Goldman Sachs

According to Goldman Sachs, a recession in the US does not mean that everything is going to be fine

Wall Street’s most powerful bank for investment remains optimistic despite warnings from investors and business leaders that a recession is on the horizon.

Goldman Sachs informed clients Monday that it still believes there is a 35% chance for a US recession within the next 12 months. This is twice the normal chance of a recession but it is still far lower than the 63% average forecaster survey by The Wall Street Journal.

Jan Hatzius, Goldman Sachs chief economist, wrote that he still believes there is a four-step non-recessionary path to move from the current high-inflation economy to the future low-inflation one.

A recession is not an easy task. Still, the Federal Reserve can pull off a soft landing in the US economy.

A Bloomberg Economics model, released in October, found that the likelihood of a recession within the next 12 months is 100%. Ned Davis Research also found that there was a 98.1% chance for a global recession.
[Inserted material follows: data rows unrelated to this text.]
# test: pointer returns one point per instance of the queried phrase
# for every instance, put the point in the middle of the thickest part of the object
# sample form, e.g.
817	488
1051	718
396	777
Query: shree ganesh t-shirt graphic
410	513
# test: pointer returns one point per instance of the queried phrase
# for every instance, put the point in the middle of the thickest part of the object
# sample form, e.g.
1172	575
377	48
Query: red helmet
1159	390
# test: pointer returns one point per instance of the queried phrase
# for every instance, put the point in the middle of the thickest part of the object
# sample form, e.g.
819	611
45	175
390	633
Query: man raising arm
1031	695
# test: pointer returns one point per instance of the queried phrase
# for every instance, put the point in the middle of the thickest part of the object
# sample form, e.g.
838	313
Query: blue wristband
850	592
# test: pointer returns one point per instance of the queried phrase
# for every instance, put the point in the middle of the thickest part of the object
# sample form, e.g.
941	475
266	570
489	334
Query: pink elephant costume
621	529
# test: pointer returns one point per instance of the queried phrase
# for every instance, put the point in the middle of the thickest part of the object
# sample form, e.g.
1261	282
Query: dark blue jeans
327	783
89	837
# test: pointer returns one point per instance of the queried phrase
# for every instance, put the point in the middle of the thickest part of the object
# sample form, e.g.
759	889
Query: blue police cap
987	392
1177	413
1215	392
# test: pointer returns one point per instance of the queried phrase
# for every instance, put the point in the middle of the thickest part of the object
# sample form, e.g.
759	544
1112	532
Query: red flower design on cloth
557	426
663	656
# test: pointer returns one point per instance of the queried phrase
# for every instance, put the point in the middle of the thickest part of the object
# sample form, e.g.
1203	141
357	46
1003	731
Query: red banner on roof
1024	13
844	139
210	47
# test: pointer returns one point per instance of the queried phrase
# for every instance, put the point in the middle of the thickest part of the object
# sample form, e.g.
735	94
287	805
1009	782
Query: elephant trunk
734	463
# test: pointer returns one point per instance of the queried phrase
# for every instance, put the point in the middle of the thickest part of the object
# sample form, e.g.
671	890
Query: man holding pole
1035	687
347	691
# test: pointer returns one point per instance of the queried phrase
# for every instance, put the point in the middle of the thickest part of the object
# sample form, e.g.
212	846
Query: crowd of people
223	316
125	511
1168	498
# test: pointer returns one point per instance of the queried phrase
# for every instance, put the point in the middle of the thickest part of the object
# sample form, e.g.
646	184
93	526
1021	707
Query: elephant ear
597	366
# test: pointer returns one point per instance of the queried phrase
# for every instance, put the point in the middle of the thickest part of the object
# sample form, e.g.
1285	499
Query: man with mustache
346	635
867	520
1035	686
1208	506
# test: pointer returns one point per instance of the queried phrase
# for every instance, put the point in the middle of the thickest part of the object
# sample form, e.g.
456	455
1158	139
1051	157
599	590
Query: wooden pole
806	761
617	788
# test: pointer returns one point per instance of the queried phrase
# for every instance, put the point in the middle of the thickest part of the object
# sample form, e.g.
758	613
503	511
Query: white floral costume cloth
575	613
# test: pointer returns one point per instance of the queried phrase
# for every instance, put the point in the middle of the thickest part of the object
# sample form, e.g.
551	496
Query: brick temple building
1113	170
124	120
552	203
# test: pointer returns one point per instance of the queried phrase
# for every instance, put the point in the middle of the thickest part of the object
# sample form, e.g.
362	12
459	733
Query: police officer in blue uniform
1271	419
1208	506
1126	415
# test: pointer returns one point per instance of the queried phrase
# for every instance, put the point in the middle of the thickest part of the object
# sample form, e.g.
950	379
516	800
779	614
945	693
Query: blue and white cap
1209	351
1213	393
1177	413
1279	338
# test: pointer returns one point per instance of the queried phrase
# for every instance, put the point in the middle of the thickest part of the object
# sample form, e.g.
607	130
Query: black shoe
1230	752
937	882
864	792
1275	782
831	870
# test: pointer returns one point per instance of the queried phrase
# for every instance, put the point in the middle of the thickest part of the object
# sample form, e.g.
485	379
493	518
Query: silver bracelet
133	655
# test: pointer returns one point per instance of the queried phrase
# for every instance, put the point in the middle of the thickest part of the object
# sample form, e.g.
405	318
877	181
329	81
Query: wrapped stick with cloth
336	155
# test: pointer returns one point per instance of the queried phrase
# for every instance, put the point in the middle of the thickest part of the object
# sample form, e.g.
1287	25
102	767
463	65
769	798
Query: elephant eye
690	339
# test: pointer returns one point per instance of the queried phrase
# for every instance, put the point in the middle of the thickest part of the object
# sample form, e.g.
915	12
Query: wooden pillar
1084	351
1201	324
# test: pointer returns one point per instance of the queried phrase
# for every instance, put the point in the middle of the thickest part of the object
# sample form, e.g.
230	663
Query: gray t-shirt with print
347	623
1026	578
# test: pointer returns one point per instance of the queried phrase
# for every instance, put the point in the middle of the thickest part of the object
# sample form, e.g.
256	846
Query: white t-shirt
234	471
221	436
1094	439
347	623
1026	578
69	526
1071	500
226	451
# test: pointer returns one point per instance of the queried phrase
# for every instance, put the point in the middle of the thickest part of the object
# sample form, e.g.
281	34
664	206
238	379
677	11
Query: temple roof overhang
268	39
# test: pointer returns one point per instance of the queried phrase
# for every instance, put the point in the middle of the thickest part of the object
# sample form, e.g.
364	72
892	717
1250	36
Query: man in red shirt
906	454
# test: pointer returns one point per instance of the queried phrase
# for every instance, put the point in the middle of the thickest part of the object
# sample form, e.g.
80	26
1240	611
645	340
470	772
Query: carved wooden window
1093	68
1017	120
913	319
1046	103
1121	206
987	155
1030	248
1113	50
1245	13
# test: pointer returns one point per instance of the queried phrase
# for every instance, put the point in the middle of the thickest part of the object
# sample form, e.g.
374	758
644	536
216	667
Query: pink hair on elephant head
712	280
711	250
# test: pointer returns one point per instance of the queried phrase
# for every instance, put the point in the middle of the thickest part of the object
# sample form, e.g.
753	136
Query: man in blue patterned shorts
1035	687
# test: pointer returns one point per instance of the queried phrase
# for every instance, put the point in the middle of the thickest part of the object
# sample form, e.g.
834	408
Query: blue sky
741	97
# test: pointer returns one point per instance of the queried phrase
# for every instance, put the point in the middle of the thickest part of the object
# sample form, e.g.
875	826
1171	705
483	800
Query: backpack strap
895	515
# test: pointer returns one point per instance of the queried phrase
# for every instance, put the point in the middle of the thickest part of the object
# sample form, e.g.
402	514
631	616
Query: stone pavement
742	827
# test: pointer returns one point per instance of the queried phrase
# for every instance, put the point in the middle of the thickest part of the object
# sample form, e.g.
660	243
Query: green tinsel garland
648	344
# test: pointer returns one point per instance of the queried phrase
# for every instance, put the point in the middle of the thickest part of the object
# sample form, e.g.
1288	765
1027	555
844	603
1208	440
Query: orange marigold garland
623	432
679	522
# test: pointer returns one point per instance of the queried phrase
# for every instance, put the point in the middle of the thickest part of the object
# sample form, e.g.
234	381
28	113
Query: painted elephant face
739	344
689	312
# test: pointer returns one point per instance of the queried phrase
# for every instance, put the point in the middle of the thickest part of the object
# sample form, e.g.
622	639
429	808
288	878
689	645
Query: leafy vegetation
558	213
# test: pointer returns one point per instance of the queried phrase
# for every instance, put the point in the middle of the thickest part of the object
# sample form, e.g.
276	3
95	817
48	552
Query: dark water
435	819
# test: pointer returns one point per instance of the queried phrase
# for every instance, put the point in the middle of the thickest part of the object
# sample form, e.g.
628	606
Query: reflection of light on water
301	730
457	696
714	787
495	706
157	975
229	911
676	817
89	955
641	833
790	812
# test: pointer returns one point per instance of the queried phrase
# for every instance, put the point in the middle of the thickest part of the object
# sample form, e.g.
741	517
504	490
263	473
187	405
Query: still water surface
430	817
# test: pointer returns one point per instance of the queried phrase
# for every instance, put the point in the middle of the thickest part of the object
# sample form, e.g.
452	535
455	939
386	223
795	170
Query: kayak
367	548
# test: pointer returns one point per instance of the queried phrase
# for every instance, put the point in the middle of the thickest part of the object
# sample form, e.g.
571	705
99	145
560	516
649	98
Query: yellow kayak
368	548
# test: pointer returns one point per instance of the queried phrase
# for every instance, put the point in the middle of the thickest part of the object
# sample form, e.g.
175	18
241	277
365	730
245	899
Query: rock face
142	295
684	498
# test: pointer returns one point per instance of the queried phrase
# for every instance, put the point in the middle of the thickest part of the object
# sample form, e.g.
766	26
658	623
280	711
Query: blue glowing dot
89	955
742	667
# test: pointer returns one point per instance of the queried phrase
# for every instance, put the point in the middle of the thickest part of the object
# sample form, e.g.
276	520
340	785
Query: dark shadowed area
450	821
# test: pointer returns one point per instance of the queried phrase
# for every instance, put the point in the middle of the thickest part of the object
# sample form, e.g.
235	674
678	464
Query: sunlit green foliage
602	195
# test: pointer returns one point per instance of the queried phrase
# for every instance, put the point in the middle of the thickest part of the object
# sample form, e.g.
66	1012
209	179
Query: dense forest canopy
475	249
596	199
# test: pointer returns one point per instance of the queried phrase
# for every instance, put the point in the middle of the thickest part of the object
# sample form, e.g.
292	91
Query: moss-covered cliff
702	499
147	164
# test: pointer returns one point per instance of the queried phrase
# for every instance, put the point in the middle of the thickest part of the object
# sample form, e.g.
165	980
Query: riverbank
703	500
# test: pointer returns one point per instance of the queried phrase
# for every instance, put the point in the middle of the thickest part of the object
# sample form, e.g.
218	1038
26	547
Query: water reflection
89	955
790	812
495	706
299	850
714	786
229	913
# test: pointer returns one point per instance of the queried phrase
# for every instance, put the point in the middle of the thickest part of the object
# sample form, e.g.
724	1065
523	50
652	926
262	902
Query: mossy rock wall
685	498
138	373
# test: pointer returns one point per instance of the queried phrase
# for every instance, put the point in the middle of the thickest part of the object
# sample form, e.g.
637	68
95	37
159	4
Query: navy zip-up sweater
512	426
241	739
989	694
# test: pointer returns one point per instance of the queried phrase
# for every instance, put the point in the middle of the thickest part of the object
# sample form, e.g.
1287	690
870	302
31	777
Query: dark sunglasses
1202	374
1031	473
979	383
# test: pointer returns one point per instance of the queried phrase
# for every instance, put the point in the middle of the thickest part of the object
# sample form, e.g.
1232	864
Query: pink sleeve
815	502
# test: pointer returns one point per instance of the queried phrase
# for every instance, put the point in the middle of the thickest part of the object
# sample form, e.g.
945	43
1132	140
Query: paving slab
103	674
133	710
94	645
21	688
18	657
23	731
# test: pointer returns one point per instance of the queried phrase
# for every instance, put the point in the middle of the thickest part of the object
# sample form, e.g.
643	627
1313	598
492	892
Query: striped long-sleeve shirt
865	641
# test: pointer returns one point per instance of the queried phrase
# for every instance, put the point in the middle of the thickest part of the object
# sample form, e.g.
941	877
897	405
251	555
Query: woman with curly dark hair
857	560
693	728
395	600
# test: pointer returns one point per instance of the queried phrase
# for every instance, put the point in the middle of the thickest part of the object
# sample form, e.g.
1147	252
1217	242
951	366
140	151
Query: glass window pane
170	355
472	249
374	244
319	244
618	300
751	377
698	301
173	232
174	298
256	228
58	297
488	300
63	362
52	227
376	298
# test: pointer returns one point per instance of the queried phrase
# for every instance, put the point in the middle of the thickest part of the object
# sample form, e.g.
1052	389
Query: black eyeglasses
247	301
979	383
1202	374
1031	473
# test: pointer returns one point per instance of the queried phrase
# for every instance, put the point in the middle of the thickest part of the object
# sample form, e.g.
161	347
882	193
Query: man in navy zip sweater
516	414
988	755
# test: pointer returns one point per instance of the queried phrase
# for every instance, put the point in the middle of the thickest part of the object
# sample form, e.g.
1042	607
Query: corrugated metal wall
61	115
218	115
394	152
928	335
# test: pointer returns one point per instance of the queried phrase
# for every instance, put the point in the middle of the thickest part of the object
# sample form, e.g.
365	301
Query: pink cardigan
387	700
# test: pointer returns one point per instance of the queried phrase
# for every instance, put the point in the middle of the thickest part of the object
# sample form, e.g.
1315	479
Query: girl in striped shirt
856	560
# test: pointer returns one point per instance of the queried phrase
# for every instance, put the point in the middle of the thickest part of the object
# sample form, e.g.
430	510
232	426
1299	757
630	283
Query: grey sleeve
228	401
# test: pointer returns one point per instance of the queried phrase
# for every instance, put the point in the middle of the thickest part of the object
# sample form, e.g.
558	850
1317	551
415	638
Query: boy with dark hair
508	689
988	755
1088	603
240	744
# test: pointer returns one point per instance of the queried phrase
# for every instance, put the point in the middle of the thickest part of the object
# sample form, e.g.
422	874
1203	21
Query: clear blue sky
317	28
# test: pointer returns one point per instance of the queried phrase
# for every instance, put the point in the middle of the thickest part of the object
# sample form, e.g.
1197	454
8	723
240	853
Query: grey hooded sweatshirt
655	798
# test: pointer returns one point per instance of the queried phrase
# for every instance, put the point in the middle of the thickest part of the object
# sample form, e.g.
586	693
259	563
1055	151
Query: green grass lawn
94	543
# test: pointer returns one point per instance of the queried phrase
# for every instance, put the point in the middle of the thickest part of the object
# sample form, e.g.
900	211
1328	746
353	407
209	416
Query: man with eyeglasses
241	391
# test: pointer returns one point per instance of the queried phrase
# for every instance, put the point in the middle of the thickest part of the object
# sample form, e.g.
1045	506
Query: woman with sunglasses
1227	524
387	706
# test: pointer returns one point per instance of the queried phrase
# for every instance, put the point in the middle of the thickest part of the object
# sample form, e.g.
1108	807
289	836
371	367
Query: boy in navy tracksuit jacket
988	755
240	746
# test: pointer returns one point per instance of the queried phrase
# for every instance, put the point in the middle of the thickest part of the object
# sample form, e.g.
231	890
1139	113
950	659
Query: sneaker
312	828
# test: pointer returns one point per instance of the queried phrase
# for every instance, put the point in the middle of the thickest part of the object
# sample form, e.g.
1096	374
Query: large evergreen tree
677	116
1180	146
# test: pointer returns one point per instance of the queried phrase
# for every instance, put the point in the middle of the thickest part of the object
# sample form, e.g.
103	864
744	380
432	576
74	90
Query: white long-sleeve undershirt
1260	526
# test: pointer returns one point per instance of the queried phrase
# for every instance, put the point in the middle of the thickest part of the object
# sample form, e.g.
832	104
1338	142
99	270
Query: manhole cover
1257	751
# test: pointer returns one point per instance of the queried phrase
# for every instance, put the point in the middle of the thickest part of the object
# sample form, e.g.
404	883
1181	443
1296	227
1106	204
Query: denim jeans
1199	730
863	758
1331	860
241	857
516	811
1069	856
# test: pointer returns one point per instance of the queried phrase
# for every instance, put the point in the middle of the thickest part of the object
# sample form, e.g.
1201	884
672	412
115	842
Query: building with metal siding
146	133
Goldman Sachs said that the transition to more sustainable, but still positive economic growth has already taken place and looks durable. The bank anticipates that gross domestic product growth will be around 1% in the next year.

Despite Friday’s stronger-than-expected jobs report, Goldman Sachs says the rebalancing of the job market “looks to be on track.”

The bank is pleased with the fact that wages are now lower, but they remain high.

Hatzius stated that the slowdown of nominal wage growth was the most encouraging step on the path to a soft landing.

High inflation remains the greatest problem for the economy.

Goldman Sachs admits that the price side has made “much less progress.” While inflation metrics have largely stopped getting worse, they have not improved.